14th February 1770

[Cape Pallisser to Banks Peninsula]
P.M. a fresh breeze sprung up at North-East, and we Steer'd South-West by West for the Southermost land we had in sight, which bore from us at sunset South 74 degrees West. At this time we found the Variation to be 15 degrees 4 minutes East. At 8 A.M. it fell Calm; at this time we had run 21 Leagues South 58 degrees West since Yesterday at noon, which brought us abreast of the high Snowy mountain, it bearing from us North-West in this direction. It lay behind a Mountainous ridge of nearly the same height, which riseth directly from the Sea, and runs Parrallel with the Shore, which lies North-East 1/2 North and South-West 1/2 South. The North-East end of the ridge takes its rise but a little way inland from Cape Campbell. These mountains are distinctly seen both from Cape Koamaroo and Cape Pallisser, being distant from the former South-West 1/2 South 22 Leagues, and from the Latter West-South-West 30 Leagues: but they are of a height sufficient to be seen at a much greater distance.

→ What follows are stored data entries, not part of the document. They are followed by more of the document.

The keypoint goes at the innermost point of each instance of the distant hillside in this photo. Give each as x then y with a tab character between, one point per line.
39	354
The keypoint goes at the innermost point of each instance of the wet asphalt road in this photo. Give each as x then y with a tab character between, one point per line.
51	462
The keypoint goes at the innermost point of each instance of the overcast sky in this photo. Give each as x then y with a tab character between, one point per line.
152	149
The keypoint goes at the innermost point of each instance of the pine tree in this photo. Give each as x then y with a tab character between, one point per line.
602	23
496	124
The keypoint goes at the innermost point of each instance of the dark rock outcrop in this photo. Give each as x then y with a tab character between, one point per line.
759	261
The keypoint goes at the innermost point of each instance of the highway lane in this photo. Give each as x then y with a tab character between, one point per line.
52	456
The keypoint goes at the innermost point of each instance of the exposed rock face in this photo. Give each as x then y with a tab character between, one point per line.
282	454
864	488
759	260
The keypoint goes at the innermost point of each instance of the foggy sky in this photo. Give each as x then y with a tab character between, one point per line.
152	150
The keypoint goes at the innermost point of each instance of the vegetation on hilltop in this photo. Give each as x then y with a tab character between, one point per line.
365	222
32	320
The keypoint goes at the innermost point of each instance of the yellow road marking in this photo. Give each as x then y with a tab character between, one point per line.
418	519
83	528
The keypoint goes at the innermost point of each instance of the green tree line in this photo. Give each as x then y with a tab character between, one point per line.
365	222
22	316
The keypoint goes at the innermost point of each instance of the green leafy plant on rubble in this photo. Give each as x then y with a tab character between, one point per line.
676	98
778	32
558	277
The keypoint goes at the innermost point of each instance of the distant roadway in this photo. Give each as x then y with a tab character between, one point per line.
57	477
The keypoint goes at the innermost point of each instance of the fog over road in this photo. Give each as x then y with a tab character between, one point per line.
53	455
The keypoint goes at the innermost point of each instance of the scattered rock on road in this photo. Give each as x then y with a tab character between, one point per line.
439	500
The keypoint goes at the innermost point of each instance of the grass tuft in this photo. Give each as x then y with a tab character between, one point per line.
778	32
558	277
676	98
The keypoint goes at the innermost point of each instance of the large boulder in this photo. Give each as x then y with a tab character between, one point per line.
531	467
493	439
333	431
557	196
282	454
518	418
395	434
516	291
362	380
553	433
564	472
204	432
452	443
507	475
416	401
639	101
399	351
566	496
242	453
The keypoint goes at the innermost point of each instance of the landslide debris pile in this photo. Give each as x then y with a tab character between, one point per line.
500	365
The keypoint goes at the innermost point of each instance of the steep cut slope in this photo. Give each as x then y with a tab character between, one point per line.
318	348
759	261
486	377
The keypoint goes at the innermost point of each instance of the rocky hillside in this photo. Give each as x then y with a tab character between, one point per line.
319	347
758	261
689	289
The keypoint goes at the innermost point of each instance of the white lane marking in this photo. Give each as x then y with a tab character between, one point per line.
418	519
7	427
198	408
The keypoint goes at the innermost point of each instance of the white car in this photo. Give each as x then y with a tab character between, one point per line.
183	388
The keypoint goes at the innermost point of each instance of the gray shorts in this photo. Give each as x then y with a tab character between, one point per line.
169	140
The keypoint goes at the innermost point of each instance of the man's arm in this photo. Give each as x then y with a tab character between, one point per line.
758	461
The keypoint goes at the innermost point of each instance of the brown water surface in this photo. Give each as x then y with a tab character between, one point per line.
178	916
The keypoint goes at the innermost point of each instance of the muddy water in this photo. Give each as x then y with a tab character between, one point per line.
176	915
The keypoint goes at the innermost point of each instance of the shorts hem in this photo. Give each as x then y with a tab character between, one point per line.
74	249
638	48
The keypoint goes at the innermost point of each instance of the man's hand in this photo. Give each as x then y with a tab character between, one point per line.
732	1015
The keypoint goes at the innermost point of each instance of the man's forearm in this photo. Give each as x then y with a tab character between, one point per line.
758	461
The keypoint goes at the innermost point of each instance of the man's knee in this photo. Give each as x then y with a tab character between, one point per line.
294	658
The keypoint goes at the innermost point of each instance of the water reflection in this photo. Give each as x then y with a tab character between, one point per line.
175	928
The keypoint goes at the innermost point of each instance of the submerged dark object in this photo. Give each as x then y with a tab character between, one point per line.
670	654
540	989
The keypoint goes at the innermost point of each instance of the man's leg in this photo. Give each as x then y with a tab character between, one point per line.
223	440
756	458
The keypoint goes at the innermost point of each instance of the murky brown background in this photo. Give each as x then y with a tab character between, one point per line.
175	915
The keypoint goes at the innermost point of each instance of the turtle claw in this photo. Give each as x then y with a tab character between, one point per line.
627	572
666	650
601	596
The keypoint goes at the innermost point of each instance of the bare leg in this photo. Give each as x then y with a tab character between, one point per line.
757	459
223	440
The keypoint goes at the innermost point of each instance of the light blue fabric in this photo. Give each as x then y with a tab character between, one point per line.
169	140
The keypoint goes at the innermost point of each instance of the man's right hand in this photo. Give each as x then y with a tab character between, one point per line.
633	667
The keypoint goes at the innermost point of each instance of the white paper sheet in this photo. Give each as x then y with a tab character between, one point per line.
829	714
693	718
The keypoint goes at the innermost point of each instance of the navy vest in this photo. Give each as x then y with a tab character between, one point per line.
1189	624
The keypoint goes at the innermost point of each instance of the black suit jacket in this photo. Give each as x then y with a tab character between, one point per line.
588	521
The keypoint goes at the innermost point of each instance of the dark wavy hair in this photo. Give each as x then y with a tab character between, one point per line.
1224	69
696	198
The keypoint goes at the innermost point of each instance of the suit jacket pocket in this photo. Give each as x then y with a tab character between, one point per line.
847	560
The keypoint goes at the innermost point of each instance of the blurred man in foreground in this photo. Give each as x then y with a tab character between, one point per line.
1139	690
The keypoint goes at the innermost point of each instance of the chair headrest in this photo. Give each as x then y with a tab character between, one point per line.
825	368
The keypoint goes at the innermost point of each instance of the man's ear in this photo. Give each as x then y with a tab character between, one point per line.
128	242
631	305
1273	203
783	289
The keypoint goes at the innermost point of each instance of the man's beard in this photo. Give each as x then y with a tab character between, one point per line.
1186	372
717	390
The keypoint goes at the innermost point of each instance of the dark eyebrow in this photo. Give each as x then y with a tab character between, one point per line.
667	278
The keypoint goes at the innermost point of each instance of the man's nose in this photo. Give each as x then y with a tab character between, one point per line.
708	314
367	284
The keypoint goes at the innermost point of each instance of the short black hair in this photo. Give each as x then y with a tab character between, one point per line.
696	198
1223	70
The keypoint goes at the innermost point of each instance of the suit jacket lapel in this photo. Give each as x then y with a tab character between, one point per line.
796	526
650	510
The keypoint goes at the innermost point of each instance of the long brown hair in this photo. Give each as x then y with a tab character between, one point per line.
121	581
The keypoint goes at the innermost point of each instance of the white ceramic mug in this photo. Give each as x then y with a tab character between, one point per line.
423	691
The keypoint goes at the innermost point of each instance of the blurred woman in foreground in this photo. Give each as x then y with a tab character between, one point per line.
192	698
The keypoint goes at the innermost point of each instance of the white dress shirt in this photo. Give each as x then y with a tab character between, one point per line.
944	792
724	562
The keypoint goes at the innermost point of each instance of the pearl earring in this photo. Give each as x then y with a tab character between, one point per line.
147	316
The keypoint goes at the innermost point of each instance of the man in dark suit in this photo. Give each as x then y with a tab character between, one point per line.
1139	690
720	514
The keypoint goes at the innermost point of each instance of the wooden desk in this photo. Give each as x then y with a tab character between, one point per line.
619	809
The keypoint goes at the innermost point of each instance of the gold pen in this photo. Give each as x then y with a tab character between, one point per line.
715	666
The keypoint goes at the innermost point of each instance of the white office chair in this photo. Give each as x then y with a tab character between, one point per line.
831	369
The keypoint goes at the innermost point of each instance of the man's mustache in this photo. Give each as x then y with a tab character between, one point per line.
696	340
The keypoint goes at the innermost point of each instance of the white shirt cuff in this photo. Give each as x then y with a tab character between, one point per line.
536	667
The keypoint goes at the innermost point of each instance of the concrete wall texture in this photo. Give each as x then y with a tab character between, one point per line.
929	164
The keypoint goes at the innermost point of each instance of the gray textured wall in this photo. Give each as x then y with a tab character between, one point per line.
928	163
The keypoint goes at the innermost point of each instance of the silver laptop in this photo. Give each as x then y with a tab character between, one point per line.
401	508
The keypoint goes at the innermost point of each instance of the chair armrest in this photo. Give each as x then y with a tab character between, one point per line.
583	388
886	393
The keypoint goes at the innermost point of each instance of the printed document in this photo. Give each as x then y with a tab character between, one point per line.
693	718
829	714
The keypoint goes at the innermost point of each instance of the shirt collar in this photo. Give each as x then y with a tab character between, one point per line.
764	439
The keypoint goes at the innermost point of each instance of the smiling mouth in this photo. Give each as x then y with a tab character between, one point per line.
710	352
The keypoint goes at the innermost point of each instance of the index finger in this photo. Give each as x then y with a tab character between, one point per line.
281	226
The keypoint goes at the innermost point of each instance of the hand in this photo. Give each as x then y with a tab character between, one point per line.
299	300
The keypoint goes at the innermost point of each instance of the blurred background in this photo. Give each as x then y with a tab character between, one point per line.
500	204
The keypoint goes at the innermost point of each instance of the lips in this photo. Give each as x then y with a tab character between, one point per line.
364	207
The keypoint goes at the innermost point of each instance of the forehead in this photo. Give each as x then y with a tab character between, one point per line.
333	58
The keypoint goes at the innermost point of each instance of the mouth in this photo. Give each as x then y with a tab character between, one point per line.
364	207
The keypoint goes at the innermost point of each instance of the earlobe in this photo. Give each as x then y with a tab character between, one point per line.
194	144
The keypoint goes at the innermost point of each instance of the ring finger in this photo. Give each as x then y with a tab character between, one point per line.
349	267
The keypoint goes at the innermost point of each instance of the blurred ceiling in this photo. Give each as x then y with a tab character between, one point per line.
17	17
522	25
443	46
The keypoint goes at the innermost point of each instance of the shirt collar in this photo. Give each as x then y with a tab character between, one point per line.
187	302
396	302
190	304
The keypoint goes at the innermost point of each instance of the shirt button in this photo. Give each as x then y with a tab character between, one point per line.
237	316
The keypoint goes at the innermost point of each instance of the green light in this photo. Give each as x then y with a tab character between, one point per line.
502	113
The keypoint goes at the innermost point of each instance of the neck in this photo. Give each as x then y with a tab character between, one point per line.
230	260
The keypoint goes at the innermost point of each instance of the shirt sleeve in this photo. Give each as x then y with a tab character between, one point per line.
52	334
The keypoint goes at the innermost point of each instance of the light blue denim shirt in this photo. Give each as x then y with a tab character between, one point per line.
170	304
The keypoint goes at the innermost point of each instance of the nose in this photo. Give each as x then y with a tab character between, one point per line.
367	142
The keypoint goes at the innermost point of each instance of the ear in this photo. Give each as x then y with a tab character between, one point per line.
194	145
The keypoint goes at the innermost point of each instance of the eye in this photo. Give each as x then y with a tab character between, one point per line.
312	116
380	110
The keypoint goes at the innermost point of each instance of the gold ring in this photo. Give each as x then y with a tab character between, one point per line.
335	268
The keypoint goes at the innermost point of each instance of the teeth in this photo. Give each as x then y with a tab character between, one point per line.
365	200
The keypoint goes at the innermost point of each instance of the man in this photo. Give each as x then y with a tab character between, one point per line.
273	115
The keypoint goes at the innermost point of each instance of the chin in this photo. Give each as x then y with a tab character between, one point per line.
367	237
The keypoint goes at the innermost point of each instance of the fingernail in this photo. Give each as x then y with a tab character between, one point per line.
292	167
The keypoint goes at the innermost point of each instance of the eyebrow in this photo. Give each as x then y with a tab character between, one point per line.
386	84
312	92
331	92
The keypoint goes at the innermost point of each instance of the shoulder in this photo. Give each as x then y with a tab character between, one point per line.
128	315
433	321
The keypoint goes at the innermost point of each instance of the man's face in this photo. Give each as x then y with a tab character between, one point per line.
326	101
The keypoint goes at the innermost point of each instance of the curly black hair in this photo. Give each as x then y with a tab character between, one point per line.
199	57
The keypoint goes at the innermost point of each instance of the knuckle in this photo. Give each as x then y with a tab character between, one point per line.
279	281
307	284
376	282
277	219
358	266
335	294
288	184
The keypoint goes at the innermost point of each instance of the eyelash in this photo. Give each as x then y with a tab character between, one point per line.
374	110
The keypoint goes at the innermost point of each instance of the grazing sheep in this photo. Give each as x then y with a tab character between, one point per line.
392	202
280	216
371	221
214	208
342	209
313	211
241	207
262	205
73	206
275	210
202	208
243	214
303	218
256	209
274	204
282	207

By some on board they are thought to be much higher than the Peak of Teneriffe, which I cannot agree to; neither do I think them so high as Mount Egmont, on the South-West Coast of Aeheinomouwe, founding my opinion on the summit of the Latter being almost wholy covered with Snow, whereas it only lies upon these in patches.* (* The highest peak of the Kaikoura Mountains, Mount Tapuaepuka, is 9500 feet high. It is therefore higher than Mount Egmont, but not so high as the Peak of Teneriffe. The snow lies thicker on the western side of New Zealand mountains, so Cook's parallel was fallacious. The Endeavour was now near the Kaikoura Peninsula, where a small town stands at the present day, the shipping port of an agricultural district.) At noon was in the Latitude of 42 degrees 34 minutes South; the Southermost land we had in sight bore South-West 1/2 West, and some low land that made like an Island lying close under the foot of the Ridge North-West by North, distant about 5 or 6 Leagues.

Joseph Banks Journal
Shooting again, killd Nectris munda and Procellaria saltatrix. While I was out 4 Canoes came off from the shore which I had not the least suspicion of, as we were farther from the shore than ever canoes had come before. Signals were made but as the ship was right in the wake of the sun none of them were seen by us till we saw the canoes themselves, when we immedi[a]tely pulld for the ship and got aboard I beleive without the Indians ever seing us so much was their attention taken up with looking at the ship; indeed if they had no bad consequence could have ensued as they were so timourous that they hardly dard venture within call of the ship. They stayd but a little while and then went away, not time enough to get ashore before it was dark, for at sunset we saw them not more than half way between us and the shore. I had two or three oppertunities this even of seeing Albatrosses raise from the Water which they did with great ease; maybe when they are not able to do so (which I have seen) is when they are Gorgd with food.

Sydney Parkinson Journal
We passed Cook's Straits, without seeing them, on the east side of  Toaipoonamoo. The land consists of high ridges of mountains, whose tops, streaked with snow, had but little verdure upon them; and, at the bottom of them, we saw but little low land. In the afternoon, four double canoes, in which were fifty-seven people, came off to us; they had some leaves about their heads, but few cloths on their bodies, and seemed to be poor wretches. They kept aloof from us, nor could we persuade them to traffic with us.